Affringures victime du temps :
Outres les deux guerres qui ont touché la France du XXème
siècle sans épargner Affringues qui perdra cinq jeunes gens, la commune a connu
d’autres drames.
En septembre 1903, une terrible tempête s’abat sur la façade
ouest de la France. Les vents les plus violents ont soufflé dans la nuit du 11
au 12 septembre. Cet ouragan, pressenti par les météorologues a surpris tout le
monde par son intensité.
Alors qu’à Boulogne sur Mer, des bateaux chavirent et des
vagues d’une ampleur sans précédent envahissent la ville, Affringues compte ses
arbres déracinés, ses tuiles envolées et ses meules de foin disparues des
champs.
Quelques décennies plus tard, en 1936, c’est un orage qui
éclate et fait de nombreux ravages. Tout a commencé le 10 août 1936, vers 17
heures. Dans la matinée, le soleil lourd donne à toutes choses une teinte
irréelle. Soudain, en fin d’après-midi, éclairs et coup de tonnerre se
succèdent sans interruption. La pluie se met à tomber avec violence. Les éléments se déchaînent et cela
durera toute la nuit. Chacun chez soi veille et attend avec angoisse le
prochain impact. Beaucoup d’arbres seront déracinés, fendus ou brisés. Dès le
lendemain, la rivière sortira de son lit, inondant les maisons situées sur sa rive.
Une histoire d’eau :
Jusqu’en 1945, 23 puits étaient en activité dans la commune
d’Affringues. La plupart d’entre eux avaient été creusés entre 1800 et 1900.
Après la seconde guerre mondiale, certains puits ont été rebouchés, d’autres
équipés de pompes manuelles ou électriques.

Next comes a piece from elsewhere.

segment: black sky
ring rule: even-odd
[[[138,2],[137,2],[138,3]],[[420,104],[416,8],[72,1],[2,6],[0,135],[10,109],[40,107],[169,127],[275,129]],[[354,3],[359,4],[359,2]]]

Tous les puits étaient situés à proximité des habitations,
pour être plus fonctionnels. La construction d’une maison ne commençait pas
tant que le puits n’était pas creusé.
On distingue deux types de puits parmi ceux recensés dans la
commune. Le puits dit « de surface » dont le percement ne prenait
que quelques jours, était situé dans un endroit où la nappe phréatique est
proche du sol. Le deuxième type de puits est le puits « profond ».
Son creusement représentait un travail plus impressionnant, qui pouvait durer
plusieurs semaines.
Dans le village, la profondeur des puits variait entre 2,50
mètres et 12 mètres. Le puits était le seul moyen d’avoir de l’eau à proximité.
Même si l’on n’imagine plus très bien comment il pouvait en être autrement, tant
c’est facile de tourner un robinet. Il ne faut pas oublier qu’avant l’eau
puisée à la source, était utilisée avec parcimonie. Les puits seront en
activité et indispensables jusqu’en 1969, date à laquelle le réseau d’eau
potable est opérationnel dans le village.
Affringues d’aujourd’hui :
Deux événements plus heureux ont aussi marqué la commune.
Dans des temps plus récents, les Affringuois ont reçu le ministre de
l’éducation nationale, venu féliciter en personne Virginie FORESTIER, première
bachelière de France avec 19,60 de moyenne.
C’était le 1er septembre 1994, et l’on en parle
encore. Cette démarche soulignait la portée hautement symbolique d’une telle
réussite : éloge de l’effort, succès de l’enseignement en milieu rural,
valorisation de toute une région…
Ces dernières années de nombreux travaux ont été effectués
dans la commune. Un parking a été conçu sur la place, un terrain de tennis a
été construit. La mairie et le parvis de l’église ont été rénovés. Des travaux
de voiries sont toujours en projet, même si en 2001 ont déjà inaugurés les
chemins départementaux 202 et 205, ainsi que la route de Bayenghem les
Seninghem.
Texte de Cécile RAULT indépendant du 21 décembre 2001.